The Very Hungry Caterpillar Group Project

To celebrate the 50th anniversary of The Very Hungry Caterpillar we made a classroom display of the story. I made the sun and the moon and “In the light of the moon a little egg lay on a leaf…”. The rest of the items for the story we made together with the class.

The Caterpillar

You need: 

  • Paper plates
  • Green and red paint
  • White paper to write the weekdays on
  • Black and white copies of all the foods in the story
  • Eyes and antennas from purple, yellow and green paper

We painted seven of the paper plates green and one red. I asked my preschool 2 students (all of them 4 yrs old or almost 4 at this time) to write the names of the weekdays to white paper from an example. For some of the kids I traced the name of the weekday with pencil and asked them to trace it with a marker. The weekdays were then glued on the paper plates. 

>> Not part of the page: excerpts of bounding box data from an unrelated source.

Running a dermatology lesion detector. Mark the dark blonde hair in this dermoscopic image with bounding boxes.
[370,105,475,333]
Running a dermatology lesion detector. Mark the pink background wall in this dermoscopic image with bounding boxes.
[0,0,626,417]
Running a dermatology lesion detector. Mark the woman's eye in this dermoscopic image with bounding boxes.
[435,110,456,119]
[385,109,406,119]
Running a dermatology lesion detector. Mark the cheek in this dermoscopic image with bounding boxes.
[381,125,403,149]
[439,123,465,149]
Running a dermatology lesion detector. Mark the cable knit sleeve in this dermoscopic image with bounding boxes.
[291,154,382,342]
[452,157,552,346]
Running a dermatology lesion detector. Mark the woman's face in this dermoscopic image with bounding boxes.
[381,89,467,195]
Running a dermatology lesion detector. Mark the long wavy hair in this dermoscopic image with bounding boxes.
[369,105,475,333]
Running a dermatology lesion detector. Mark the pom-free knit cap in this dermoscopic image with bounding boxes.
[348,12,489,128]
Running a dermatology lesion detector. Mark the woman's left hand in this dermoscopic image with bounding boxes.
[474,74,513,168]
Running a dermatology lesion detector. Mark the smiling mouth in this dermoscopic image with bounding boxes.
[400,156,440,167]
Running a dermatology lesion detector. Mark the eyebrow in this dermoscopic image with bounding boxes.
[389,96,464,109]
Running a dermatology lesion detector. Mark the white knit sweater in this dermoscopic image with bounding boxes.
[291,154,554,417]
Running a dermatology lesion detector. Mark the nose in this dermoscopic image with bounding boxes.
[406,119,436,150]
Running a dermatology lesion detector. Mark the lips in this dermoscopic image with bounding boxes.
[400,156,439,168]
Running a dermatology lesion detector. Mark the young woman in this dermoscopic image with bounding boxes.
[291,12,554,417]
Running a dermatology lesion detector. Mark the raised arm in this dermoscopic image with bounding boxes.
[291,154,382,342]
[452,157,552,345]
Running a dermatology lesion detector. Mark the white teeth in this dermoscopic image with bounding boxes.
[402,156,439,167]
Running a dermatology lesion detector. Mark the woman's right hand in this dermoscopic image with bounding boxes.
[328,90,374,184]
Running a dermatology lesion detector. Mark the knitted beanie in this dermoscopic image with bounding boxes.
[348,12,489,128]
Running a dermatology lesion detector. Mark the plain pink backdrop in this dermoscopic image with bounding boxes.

There was enough food items to ask the whole class to colour at least one. When the paper plates were dry we all sat together and started glueing the foods on to the plates according to the story. I was amazed how well the children remembered all the foods the caterpillar ate each day and how many of them. Great sequencing! 

The Butterfly

You need:

  • Rounded strips from an A3 sized paper in three different lengths
  • Markers
  • Honeycomb paper for the body and head
  • Pipe cleaner for legs and antennas

I cut the strips of paper free hand from A3 paper. The round top is about 8-10cm and the bottom part that attaches to the butterfly is about 5-7cm. The longest was the whole long length of the A3 and the other two sizes about 10-12cm shorter. 

I gave each child in the class a strip and asked them to colour it with their favourite colours and as colourful as they possibly can. We did have the butterfly from the story out for an example at all times. This was actually a good in between activity whilst the kids were finishing lunch, going to the bathroom and then to play. I would invite them over to a table to make one of the strips before they went to play or in between playing, so it was a very free flow activity the kids greatly enjoyed. 

I prepared the body and glued on the strips for the wings trying to achieve the same shape as in the illustration in the book. I cut a piece of card in the same shape as the body and it was easy to glue on the strips in a fan shape and the honeycomb body onto it.  

Hint: if you pull a round pencil along the end of the strip it curls a bit 😉

Then we hung to whole thing in our classroom!